Discerning self-centered motives from a community- focused goals.
One of the longest epic poems in the world- Mahabharata, originated around 400 and 200 BCE in ancient India. The length of this Sanskrit epic is overwhelming, consisting about 100,000 shloka and over 200,000 individual verse lines which makes it about 10 times longer than Homer’s The Iliad and The Odyssey combined.
It talks about the rise and fall of kingdoms, spinning around political agendas that shattered and re-constructed the complex society prevalent back then (and now), driven by discrimination and opportunistic ideologies, which were soon to be challenged and vanquished; all the while keeping the core message of restoring Dharma and peace in the world intact.
From talking about the importance of performing one’s duty, to avenging the violation of a women’s honor, this epic covers it all.
This article would most obviously be ineffectual if I’d start listing out every episode aired on television. Rather, I wish to draw attention to one of the parts that is quite special to me.
The setting is a battlefield, with innumerable warriors lying dead, their dried blood now almost indistinguishable from the dark soil of Kurukshetra. The Pandavas, though having started with less Akshouhini military troops, now finally had an upper hand. It was the 17th day since the battle had begun and now it had almost ended. The only mighty Kauravas’ pawn that was yet to be eliminated was Karna.
For those unfamiliar with the epic, Karna was the most skilled archer in the entire Aryavart, even stronger than all the Pandavas; a follower of Dharma, yet a loyal friend to the sinful Duryodhan, the first of the Kauravas.
Having had to face discrimination all his life for being “born” into a lower caste and fighting for his rights to learn warfare, he was taken aback by the kind gesture of Duryodhan, who gave him a chance to challenge Arjun in a combat, whilst others had mocked him based on his birth.
Duryodhan’s gesture however, was most certainly a facade to get an unconquerable warrior on his side against his cousins, the Pandavas. But to Karna, it was an unresolvable debt.
But this mindset of his, is strongly confronted when he finally faces Arjun in the war on the fateful 17th day. And even before he has shot his first arrow, the wheels of his chariot falls into a ditch in the muddy ground.
That’s when Krishna- Arjun’s charioteer, mentor and friend, orders Arjun to fire his Anjalika Astra at the unarmed Karna, despite the fact that it was a clear violation of the rules of war.
In order to save himself, Karna tries to defend the attack, only to realize that he’s lost all his knowledge and skills. He stood there, his death in front of him, no weapons in his hand, retaining absolutely no knowledge of his training, which he had struggled day in and out to receive.
That’s when Krishna freezes the battlefield and has the most enthralling conversation with Karna.
He questions the motive behind Karna’s loyalty towards Duryodhan, to which Karna reminds him about Duryodhan’s grateful help.
Krishna however, is not impressed by that answer. He asks if Duryodhan improved the lives of all the lower castes after that. Did he bring the discrimination to an end and make it possible for all of Karna’s community to avail education? Did he work selflessly in the upbringing of his subjects, just like how he had altruistically helped Karna?

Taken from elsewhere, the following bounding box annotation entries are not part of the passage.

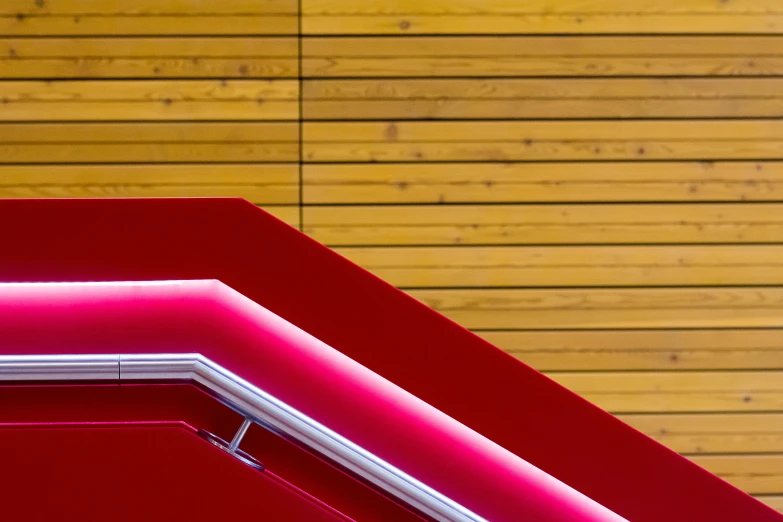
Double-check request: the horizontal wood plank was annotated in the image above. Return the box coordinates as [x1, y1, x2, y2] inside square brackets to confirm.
[303, 139, 783, 163]
[0, 122, 299, 145]
[548, 371, 783, 412]
[302, 12, 783, 35]
[303, 120, 783, 162]
[304, 203, 783, 246]
[0, 164, 299, 205]
[0, 99, 299, 121]
[302, 78, 783, 103]
[261, 205, 299, 228]
[691, 455, 783, 494]
[0, 58, 297, 79]
[479, 329, 783, 372]
[302, 161, 783, 204]
[304, 119, 783, 140]
[337, 245, 783, 288]
[304, 0, 783, 16]
[404, 286, 783, 330]
[0, 37, 299, 57]
[302, 35, 783, 57]
[0, 79, 299, 103]
[0, 14, 299, 36]
[302, 55, 783, 78]
[0, 0, 298, 16]
[618, 413, 783, 454]
[0, 142, 299, 163]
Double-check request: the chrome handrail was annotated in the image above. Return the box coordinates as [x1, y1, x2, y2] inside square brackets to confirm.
[0, 353, 485, 522]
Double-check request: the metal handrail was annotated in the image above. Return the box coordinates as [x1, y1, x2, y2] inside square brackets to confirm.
[0, 353, 485, 522]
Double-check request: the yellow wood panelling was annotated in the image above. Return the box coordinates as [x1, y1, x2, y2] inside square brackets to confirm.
[302, 0, 783, 35]
[479, 328, 783, 370]
[304, 203, 783, 246]
[303, 161, 783, 204]
[408, 284, 783, 335]
[337, 245, 783, 288]
[0, 0, 783, 511]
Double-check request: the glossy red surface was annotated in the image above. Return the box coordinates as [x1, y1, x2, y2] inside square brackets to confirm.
[0, 424, 350, 522]
[0, 196, 781, 522]
[0, 384, 421, 522]
[0, 281, 622, 522]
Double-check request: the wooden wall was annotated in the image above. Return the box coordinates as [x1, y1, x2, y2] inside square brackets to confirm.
[0, 0, 783, 510]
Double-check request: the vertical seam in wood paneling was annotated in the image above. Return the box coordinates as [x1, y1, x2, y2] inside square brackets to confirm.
[296, 0, 304, 231]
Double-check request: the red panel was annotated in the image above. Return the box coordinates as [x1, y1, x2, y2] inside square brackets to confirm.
[0, 425, 349, 522]
[0, 200, 781, 522]
[0, 281, 619, 522]
[0, 384, 421, 522]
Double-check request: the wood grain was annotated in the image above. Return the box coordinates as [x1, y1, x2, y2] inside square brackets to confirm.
[0, 0, 297, 16]
[479, 328, 783, 370]
[408, 286, 783, 330]
[337, 245, 783, 288]
[304, 203, 783, 246]
[0, 14, 299, 36]
[0, 164, 299, 205]
[302, 161, 783, 204]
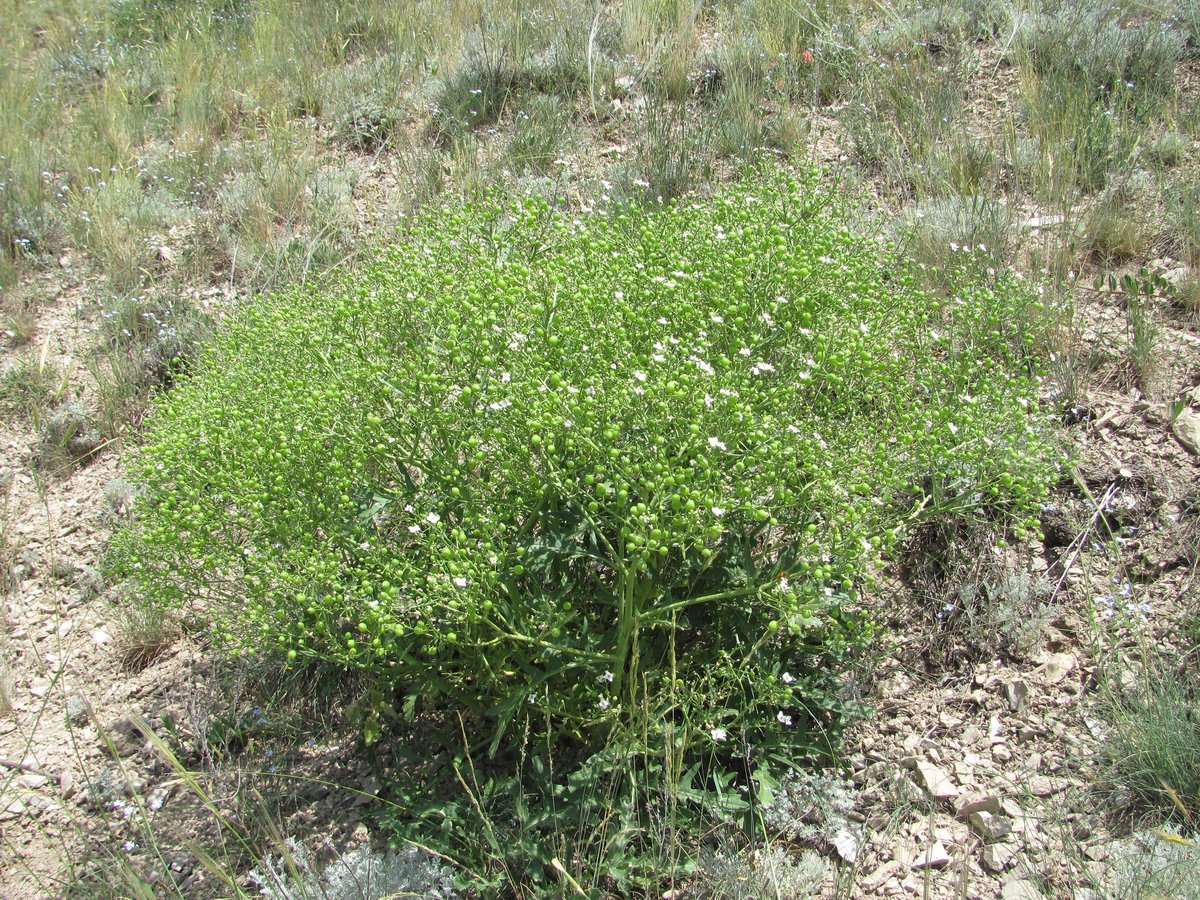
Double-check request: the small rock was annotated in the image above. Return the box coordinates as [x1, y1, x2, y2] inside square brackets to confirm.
[979, 844, 1016, 874]
[1042, 653, 1075, 684]
[1025, 775, 1067, 797]
[916, 761, 959, 800]
[1000, 878, 1043, 900]
[66, 694, 88, 725]
[1171, 409, 1200, 456]
[913, 841, 950, 869]
[0, 800, 29, 822]
[968, 812, 1013, 841]
[1004, 682, 1030, 713]
[954, 794, 1001, 820]
[100, 719, 142, 756]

The answer was a clear no.
When the tearful Karna asks him as to why he’s forgotten everything he had learnt all these years, Krishna then raises questions about the motive behind him gaining his education. Did Karna work hard to help the lower rungs of the society or to avenge his own insults?
“When man associates knowledge to success and his hard work is driven only by an ulterior motive to be the best among everyone, his knowledge serves no purpose to the society. And yes, all your insults and struggles are justified, but you should have made it an opportunity to better the society. If someone as strong as you, would have dedicated your life to improve the oppressed sections of the society, countless lives could have been ameliorated.”

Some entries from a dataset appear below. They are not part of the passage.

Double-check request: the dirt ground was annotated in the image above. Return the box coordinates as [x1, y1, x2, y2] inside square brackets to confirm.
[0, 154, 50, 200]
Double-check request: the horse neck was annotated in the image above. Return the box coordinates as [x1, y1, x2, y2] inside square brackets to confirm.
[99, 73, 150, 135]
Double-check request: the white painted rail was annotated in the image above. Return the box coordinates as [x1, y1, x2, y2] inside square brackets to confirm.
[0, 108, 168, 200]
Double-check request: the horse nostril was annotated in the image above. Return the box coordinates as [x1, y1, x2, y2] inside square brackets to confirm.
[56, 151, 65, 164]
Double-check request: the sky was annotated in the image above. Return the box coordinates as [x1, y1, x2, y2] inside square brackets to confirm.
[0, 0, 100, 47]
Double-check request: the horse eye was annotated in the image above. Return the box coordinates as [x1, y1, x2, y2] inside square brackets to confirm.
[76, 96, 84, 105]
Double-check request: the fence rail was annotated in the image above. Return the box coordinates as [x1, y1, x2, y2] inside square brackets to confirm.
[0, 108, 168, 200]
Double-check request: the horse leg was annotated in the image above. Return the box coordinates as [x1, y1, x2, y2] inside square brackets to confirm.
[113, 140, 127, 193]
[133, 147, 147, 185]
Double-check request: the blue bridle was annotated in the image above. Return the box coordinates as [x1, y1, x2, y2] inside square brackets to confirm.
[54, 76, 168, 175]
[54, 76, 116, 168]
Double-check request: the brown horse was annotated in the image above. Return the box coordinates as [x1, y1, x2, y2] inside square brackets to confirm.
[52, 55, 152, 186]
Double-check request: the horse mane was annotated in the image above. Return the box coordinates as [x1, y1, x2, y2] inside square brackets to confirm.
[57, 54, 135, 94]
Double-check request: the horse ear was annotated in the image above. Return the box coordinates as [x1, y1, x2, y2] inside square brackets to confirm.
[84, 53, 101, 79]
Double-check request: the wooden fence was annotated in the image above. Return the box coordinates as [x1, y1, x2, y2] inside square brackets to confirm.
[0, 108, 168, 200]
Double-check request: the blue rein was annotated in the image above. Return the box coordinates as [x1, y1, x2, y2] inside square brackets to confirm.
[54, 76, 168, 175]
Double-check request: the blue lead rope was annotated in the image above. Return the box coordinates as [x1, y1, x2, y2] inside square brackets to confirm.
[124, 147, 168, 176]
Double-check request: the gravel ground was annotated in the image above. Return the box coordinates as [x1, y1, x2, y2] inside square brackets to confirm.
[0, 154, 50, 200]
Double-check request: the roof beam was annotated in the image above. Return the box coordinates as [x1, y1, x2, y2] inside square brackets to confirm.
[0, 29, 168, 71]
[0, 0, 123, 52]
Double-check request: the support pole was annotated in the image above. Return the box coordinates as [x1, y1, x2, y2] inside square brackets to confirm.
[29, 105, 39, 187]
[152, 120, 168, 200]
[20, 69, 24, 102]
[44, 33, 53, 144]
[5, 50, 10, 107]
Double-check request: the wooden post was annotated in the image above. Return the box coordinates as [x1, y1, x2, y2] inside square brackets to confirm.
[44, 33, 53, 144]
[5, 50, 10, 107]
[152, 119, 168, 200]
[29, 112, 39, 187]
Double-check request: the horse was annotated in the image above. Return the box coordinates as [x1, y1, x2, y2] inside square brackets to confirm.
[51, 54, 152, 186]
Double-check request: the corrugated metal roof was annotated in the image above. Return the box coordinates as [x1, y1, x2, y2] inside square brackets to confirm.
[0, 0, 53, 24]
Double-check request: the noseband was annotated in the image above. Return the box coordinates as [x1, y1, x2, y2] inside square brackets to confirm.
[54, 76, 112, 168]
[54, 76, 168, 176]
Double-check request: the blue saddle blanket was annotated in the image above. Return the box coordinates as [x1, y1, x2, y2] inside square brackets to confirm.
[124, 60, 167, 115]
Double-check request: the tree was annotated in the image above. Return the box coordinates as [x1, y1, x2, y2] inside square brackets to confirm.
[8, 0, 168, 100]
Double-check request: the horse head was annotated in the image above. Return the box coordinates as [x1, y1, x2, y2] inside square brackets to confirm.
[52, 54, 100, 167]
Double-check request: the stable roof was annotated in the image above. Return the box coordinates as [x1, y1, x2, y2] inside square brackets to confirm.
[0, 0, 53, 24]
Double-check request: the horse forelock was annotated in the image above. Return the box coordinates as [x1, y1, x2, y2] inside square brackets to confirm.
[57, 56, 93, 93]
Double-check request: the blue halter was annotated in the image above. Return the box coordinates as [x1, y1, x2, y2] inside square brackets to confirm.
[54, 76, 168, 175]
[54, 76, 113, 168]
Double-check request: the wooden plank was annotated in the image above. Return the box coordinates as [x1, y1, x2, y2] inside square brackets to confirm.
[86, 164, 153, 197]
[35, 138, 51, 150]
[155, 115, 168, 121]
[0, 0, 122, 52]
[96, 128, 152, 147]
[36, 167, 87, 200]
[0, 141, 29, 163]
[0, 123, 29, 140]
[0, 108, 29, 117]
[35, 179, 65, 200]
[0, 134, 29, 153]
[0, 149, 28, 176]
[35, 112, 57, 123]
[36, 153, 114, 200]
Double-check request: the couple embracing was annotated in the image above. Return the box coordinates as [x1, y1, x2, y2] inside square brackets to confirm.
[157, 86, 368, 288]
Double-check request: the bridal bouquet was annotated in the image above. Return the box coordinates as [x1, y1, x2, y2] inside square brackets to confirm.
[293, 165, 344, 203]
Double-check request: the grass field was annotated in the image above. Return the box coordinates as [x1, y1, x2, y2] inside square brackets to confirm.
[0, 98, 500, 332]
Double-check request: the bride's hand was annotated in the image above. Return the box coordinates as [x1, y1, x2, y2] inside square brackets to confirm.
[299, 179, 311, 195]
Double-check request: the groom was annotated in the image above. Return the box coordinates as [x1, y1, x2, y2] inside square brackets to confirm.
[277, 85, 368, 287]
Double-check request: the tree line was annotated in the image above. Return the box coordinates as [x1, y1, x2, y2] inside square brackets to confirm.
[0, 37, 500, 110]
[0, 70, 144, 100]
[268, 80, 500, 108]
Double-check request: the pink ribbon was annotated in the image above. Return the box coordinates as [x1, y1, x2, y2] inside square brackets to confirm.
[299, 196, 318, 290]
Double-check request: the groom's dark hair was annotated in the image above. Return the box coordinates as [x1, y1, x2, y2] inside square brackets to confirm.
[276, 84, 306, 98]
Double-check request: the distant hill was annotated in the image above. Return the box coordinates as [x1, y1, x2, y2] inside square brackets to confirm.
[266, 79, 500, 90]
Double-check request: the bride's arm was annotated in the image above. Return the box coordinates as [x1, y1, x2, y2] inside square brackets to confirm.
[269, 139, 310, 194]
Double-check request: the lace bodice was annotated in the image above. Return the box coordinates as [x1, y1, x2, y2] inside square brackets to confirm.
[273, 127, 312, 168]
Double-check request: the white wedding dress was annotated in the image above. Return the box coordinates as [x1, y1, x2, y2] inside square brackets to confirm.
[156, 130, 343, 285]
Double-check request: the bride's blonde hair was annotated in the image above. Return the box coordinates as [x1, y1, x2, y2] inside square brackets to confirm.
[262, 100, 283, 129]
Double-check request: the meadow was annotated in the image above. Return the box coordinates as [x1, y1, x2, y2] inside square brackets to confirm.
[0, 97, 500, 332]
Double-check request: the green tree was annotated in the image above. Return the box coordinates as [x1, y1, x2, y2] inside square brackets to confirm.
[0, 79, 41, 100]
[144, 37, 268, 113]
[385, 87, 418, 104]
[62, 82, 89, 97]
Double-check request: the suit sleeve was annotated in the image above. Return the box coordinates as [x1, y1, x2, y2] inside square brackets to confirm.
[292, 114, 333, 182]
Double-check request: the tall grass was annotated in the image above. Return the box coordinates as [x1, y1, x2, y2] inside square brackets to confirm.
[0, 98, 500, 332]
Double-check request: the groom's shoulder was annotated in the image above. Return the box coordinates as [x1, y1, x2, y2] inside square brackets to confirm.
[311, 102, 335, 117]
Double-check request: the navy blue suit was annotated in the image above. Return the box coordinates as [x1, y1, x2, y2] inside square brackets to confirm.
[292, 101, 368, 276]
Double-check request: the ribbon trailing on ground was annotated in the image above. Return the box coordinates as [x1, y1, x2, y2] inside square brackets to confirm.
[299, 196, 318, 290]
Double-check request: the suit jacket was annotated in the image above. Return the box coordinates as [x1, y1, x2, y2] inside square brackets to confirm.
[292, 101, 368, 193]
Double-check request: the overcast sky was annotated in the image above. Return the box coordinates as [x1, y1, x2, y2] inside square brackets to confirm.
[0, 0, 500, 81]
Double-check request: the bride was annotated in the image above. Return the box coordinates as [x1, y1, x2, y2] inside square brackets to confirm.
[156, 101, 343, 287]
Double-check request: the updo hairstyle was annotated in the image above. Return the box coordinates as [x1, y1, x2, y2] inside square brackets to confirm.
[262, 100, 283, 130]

Krishna reminds him that he had the strength, the skill and even the experience of all the suppression. And he ended up giving all of that to Duryodhan’s aid instead, whose side had only Adharm and nothing else.
“You claim that the world has devoided you of all opportunities, but the ones you did recieve, you failed to use it to better the society. You still have time Karna, forget your sorrows and embrace your death to fulfill your greater purpose.”

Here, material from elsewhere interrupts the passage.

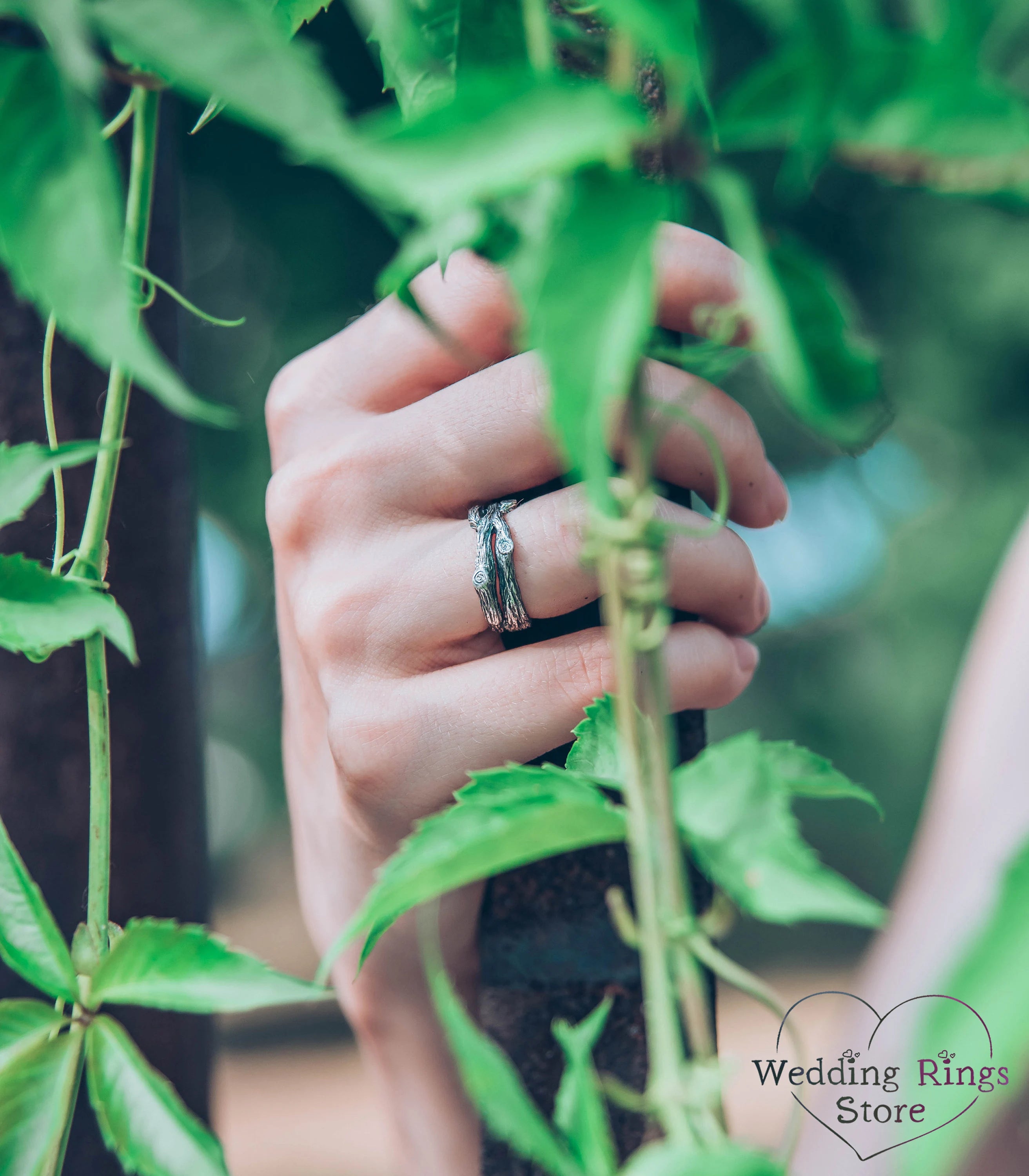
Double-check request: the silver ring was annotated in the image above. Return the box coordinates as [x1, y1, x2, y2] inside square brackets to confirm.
[468, 499, 533, 633]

More often than we like to admit, our actions are mostly driven by the craving for success, recognition and affluence. But it is very essential to remember that a man who lives for the society, tries to better it and does all that is in his hands to improve the lives of others, also benefits from his deeds. But if he only lives for himself, he often ends up becoming the harmful aspect that needs to be obliterated.
The world is said to recieve more anguish from capable men failing to act on issues that needs to be addressed rather than the ones who try to voluntarily cause harm.
A strong community can only be built if one thinks not just about himself but also the society around him, choosing to be an ally of good rather than evil and instead of taking cover by self pitying, work on developing one’s strengths to give back to the society.
Karna’s mistakes teach us to release ourselves from the pursuit of self seeking goals, let go of our personal worries and step out of our homes to better the world outside and embrace the common challenges that needs our backing. A strong community is only possible when the people living in it show their concern towards the needs and wishes of others over their own.